Julia Row-wise operation of DataFrames

    function substring_(x::String,i::Int32)
        if i==1
            return string(x[1])
        elseif i==2
            return x[2:end]
        else
            return "NA"
        end
    end

I would like to apply the function above on a column of dataframe:
i.e. substring_.(train[:col],2).
But it returns an array of single character e.g. [‘a’,‘b’,‘c’…] instead of [“apo”,“bksk”,“cssa”…].

In python, there is an apply + lambda method to do what I want. May I know how Julia can implement this? Thanks.

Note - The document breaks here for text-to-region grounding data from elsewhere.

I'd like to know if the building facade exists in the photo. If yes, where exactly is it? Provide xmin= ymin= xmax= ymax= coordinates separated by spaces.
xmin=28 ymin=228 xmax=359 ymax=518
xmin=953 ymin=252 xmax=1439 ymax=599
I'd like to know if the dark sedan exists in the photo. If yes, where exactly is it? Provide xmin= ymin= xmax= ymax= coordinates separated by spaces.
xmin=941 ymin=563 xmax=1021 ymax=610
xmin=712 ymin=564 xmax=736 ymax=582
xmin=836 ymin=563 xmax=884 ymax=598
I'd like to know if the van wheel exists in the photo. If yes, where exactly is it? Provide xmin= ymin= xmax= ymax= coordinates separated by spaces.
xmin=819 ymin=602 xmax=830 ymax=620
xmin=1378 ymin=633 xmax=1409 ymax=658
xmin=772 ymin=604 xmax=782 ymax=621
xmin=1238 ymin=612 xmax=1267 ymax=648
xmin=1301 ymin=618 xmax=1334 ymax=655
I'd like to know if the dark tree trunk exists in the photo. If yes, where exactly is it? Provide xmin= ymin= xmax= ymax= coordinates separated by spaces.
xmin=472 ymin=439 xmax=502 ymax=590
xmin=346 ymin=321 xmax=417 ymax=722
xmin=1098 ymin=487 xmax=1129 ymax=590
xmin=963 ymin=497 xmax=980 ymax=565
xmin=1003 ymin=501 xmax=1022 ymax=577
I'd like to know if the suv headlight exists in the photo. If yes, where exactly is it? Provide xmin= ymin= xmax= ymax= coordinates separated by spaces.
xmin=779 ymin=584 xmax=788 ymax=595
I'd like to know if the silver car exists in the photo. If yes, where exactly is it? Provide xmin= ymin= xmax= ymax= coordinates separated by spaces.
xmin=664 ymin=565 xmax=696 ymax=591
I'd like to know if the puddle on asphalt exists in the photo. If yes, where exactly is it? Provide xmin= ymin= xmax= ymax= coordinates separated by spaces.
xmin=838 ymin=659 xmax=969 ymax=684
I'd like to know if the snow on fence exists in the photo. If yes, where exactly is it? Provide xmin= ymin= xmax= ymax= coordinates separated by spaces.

Make sure you are actually applying the function you have pasted (you might have changed the definition of substring_ and not reloaded it), as:

  • the method you describe does not return Char values;
  • the method will not get called by substring_.(train[:col],2), unless you use 32-bit Julia;

Now regarding your function I would recommend to rewrite it as:

function substring_(x::String,i::Int) # changed Int32 to Int so that we use the default integer type on your machine
        if i==1
            return first(x, 1) # this gives you a string containing the first character of x
        elseif i==2
            return chop(x, head=1, tail=0) # this is a safe way to remove the first character from x; your code would fail on non-ASCII characters
        else
            return "NA"
        end
    end

Then:

substring_.(train.col,2) # note that in DataFrames.jl you can access columns by name as a property

will work.

Also in Julia a standard way to indicate a missing value is missing, so you might consider using this value instead of "NA" in your code (“NA” might be OK for your purposes, so I did not change this in the code. However, note that if you write substring_("aNA", 2) you also get "NA" returned and then you are not able to distinguish these cases).

If some additional explanations of the above would be helpful please let me know.

Thanks for your useful advice. I think my function was not reloaded well. Your suggestions help improve my Julia programming skills.